Daguerreotype to Digital:
The Impact of Photography on the Modern World Spring/Group Contract Daguerreotype to Digital is a one-quarter full-time group contract
designed for intermediate and advanced students in photography who are interested
in improving their darkroom skills and in learning about the historic and contemporary
impact that the medium has had on our world. We will be working with materials
that run the gamut from pinhole and small and medium-format to digital cameras.

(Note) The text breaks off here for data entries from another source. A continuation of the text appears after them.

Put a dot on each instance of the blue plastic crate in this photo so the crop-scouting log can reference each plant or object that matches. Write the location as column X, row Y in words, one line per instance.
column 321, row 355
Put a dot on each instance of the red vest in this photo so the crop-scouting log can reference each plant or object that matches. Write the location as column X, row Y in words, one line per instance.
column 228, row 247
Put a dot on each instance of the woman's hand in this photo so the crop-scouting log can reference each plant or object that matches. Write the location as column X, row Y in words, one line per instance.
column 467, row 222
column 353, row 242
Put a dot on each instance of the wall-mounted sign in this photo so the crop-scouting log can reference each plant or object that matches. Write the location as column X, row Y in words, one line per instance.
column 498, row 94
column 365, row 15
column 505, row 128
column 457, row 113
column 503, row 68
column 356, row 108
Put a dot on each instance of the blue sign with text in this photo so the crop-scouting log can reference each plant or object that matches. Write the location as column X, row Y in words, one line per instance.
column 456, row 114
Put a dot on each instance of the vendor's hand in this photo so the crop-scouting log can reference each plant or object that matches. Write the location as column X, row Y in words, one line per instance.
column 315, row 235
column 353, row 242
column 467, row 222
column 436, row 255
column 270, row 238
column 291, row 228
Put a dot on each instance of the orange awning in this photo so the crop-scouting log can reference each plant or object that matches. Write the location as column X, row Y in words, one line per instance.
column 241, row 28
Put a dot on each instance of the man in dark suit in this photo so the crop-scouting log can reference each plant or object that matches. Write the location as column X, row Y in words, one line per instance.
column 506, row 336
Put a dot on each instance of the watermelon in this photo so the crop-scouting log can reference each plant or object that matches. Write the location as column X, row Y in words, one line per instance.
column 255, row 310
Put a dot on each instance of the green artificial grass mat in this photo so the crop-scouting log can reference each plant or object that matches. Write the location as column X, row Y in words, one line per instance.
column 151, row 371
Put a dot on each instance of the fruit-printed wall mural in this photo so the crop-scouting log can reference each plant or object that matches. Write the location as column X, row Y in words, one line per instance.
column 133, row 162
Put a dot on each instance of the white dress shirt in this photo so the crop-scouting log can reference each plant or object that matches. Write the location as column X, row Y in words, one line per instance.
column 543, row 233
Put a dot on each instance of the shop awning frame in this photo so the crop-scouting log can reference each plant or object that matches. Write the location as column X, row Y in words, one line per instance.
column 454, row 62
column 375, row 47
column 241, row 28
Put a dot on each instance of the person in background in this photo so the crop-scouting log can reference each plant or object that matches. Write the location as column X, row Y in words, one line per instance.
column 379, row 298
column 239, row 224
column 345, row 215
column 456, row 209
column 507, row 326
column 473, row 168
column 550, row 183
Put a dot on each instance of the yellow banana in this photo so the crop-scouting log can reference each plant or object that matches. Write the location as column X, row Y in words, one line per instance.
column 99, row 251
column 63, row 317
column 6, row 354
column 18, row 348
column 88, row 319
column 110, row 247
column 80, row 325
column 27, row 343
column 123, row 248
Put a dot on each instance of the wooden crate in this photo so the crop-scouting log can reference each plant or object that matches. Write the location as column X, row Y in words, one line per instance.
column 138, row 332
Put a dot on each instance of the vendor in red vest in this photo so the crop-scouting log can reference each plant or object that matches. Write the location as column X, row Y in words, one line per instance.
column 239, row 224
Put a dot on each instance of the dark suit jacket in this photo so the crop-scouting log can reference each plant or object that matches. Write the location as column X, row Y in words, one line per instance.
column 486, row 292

In addition to making images, we will critique our work, study how the photographic
image has both evolved and devolved over the past 170 years, participate in
seminars on books and articles that relate to photography, and write responses
to images and the readings.
Our reading will include works by Susan Sontag, Terry Barrett and Roland Barthes
(among others) in an effort to understand the nature of some of the contemporary
criticism about photography and how the medium fits historically into the realm
of the visual arts. Credit will most likely be awarded in black and white photography, aesthetics
and issues in contemporary art and art history Total: 16 credits. Program is preparatory for careers and future studies in photography and in
arts and the humanities.
Spring/Group Contract Traveling to the caves of the Dordogne and the Pyrenees, to the petroglyphs in Italy and France, to the excavations of ancient Minoan villages on Crete, to the citadels of the Homeric in Mycenaean Greece we will study the paintings, sculptures, tools, habitat, monuments and milieu of the prehistoric and ancient humans. This will be an intensive on-site study of archaeological sites of the prehistoric world in France, Italy and Greece, including Crete. Our activities include seminars, research reports, informal on-site discussions, image writing, and individual site research. The goal of the program is to develop an enhanced understanding of the life and culture of prehistoric peoples and to discover both commonalities with and differences from modern humans. This study will be primarily focused on selected sites from the Upper Paleolithic, Neolithic, Bronze Age, Minoan, Mycenaean and Early Greek eras. Activities include image response writing, lectures, research presentations, seminars and site discussions. You will learn to use your eyes and sensibilities to make discoveries of your own and share your conclusions. Our sites will include caves, petroglyphs, museums and ancient remains. To keep expenses low, we will stay in campgrounds and prepare our own food. Detailed information will be available beginning September 15, 2000, from Academic Advising.